Mix 2 eggs and 100 ml of dry white wine in a deep container and shake with a whisk. Add 130 g of flour in small portions, stirring constantly. If desired, the batter can be salted, sweetened or spiced. Let the batter mixture sit for a third of an hour.

We roll each piece of fish in flour and “bathe” it in batter. Cook fish in batter over high heat and in a large amount of vegetable fat. Fry on both sides until golden brown.

You can remove excess fat by spreading uncooled pieces of fried fish on paper. This dish is best served as a cold appetizer.

Fried fish with sauce

Fried silver carp recipes are similar. However, if you change the proportions in the recipe or add new ingredients, you can get a completely new fish dish.


In this recipe we will look at how to cook silver carp in a frying pan with sauce or gravy. We use traditional tomato sauce. Although you can make creamy mushroom, wine, cheese and any other that goes with fish.

Fry the silver carp in pieces as usual (you can fry steaks or fillets).

Place the pieces of fried silver carp in a clean deep roasting pan. In another frying pan, prepare a dressing sauce from coarsely grated carrots and tomato paste. Seasonings for the dressing: salt, a pot of pepper, bay leaf, fish spices, cloves, dried celery root.

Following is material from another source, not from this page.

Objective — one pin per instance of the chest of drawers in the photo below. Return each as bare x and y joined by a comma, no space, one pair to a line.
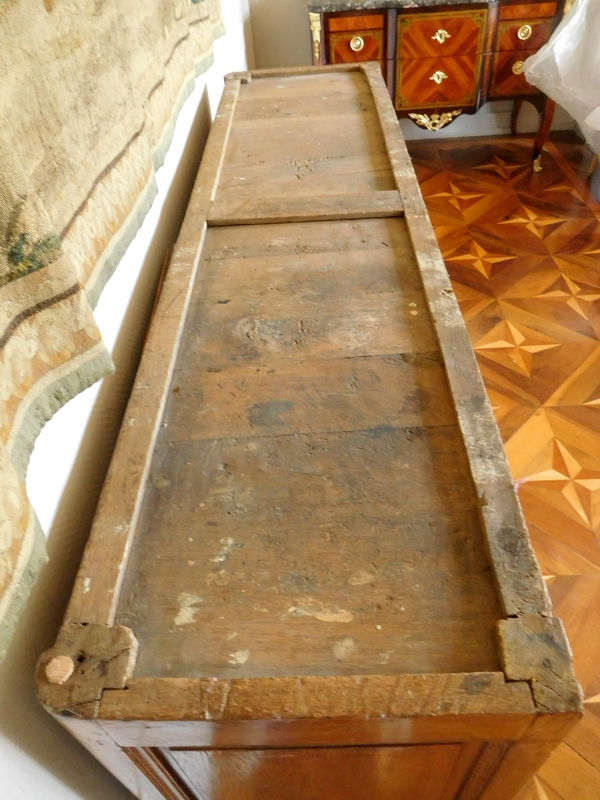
441,60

Add water to the pan (to cover) and boil for about 10 minutes. Pour the sauce over the pieces of fried silver carp, cover with a lid and simmer over low heat for two-thirds of an hour.

Silver carp on an onion bed in a frying pan

Now let's look at how to cook silver carp in a frying pan so that the fish remains juicy. In this article we offer a fried silver carp recipe with photos.

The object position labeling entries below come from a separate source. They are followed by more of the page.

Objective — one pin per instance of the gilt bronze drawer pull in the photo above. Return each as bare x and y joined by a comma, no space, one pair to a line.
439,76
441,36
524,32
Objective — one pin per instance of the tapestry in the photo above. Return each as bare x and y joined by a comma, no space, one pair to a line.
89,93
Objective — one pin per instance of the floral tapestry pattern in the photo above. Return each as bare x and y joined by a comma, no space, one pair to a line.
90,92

How to fry silver carp is described above. So, we already have ready-made fried fish, but when it cools down, it will become dry. In this recipe, your silver carp will remain juicy even when cold.

Take a few onions and cut them into rings. In a dry, clean frying pan, place the onion rings along the entire bottom of the container. Place pieces of fried fish on the onion bed. Cover with a lid and simmer over low heat for 10 minutes. You can add a little water.

We think that these few recipes on how to deliciously fry silver carp will take their rightful place in your cookbook.